According to the explanations of Adil El Maaroufi, professor-researcher at the Multidisciplinary Faculty of Errachidia, author of this study, the future of real estate investments related to the World Cup "remains linked to a post-event vision, that is to say, the ability to transform urban developments into permanent components serving sustainable development and contributing to improving the quality of life of the inhabitants, far from the logic of temporary effervescence and speculation."

As risks following the 2030 World Cup, the researcher cites: "unused facilities." "It is incumbent on Morocco, after the World Cup event, to seek to ensure the sustainability of the facilities that have been built" to host the tournament, "through an inventory of these facilities, particularly those that are unused, to reuse them in an economic, social, cultural or other framework," he added, stressing that "major global events require the existence of a sufficient real estate stock to meet the needs through the establishment of structures and equipment related to the sports field."

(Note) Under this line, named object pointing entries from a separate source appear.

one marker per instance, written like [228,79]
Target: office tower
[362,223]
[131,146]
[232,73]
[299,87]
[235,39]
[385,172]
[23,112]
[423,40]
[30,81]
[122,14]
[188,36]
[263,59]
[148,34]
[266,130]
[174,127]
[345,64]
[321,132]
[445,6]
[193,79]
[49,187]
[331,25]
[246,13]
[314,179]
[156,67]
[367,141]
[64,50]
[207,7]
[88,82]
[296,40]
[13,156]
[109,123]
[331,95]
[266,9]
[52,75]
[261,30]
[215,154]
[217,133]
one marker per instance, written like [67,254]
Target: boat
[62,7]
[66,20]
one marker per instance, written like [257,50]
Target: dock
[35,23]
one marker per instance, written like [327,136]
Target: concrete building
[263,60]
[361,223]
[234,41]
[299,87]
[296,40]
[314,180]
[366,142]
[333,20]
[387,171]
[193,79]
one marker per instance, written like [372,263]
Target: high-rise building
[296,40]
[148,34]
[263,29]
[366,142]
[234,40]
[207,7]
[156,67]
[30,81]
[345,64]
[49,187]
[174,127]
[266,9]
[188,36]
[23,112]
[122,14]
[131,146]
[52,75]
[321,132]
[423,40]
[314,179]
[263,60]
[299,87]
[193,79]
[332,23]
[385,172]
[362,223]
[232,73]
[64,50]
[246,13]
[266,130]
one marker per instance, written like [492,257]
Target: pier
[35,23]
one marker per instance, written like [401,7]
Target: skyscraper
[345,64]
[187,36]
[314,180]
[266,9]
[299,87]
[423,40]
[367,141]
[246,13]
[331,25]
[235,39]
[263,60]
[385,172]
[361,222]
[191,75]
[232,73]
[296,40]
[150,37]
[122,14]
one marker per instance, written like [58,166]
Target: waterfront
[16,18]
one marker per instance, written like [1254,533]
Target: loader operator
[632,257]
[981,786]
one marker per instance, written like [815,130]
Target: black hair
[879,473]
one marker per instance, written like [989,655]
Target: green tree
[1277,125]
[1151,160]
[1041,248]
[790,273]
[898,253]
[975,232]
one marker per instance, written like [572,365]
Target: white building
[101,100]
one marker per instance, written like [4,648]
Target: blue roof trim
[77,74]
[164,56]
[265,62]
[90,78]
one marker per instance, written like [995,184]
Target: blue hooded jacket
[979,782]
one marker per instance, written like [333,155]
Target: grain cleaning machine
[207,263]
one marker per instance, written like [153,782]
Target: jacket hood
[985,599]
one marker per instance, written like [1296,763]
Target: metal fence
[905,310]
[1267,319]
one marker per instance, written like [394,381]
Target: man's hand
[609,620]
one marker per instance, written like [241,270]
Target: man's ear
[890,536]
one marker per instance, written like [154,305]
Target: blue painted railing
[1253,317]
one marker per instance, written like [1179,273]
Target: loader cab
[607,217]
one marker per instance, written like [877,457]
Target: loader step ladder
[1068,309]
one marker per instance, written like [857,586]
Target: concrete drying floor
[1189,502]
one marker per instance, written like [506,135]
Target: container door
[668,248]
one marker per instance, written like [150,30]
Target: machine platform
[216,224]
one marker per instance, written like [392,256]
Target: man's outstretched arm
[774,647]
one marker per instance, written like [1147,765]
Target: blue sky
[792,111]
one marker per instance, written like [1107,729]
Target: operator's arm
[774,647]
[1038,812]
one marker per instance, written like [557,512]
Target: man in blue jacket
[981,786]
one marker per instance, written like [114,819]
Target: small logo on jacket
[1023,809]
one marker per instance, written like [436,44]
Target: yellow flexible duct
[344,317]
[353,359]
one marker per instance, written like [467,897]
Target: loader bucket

Consequently, "real estate must be found in a rational way and their depletion avoided through administrative procedures, in particular expropriation for public utility purposes, carried out in an unreflective manner, rendering these real estate properties unused for what had been planned as part of the realization of major projects" related to the event, proposes the researcher. He also warned, in this study, against "the loss of real estate value after the event." According to him, "the greatest risk threatening major global events is the multiplicity of investment projects that are temporary, which means that real estate loses its value after the end of the event."

El Maaroufi proposed mechanisms to ensure the sustainability of real estate projects related to the 2030 World Cup. Thus, he calls for a post-event urban planning approach to be followed, "similar to post-disaster planning to manage the phase following the end of the tournament." Other recommendations: integration of civil society and the private sector in the management of the facilities set up for the 2030 World Cup, strengthening of control and transparency in the mobilization of real estate through a set of legal and administrative measures.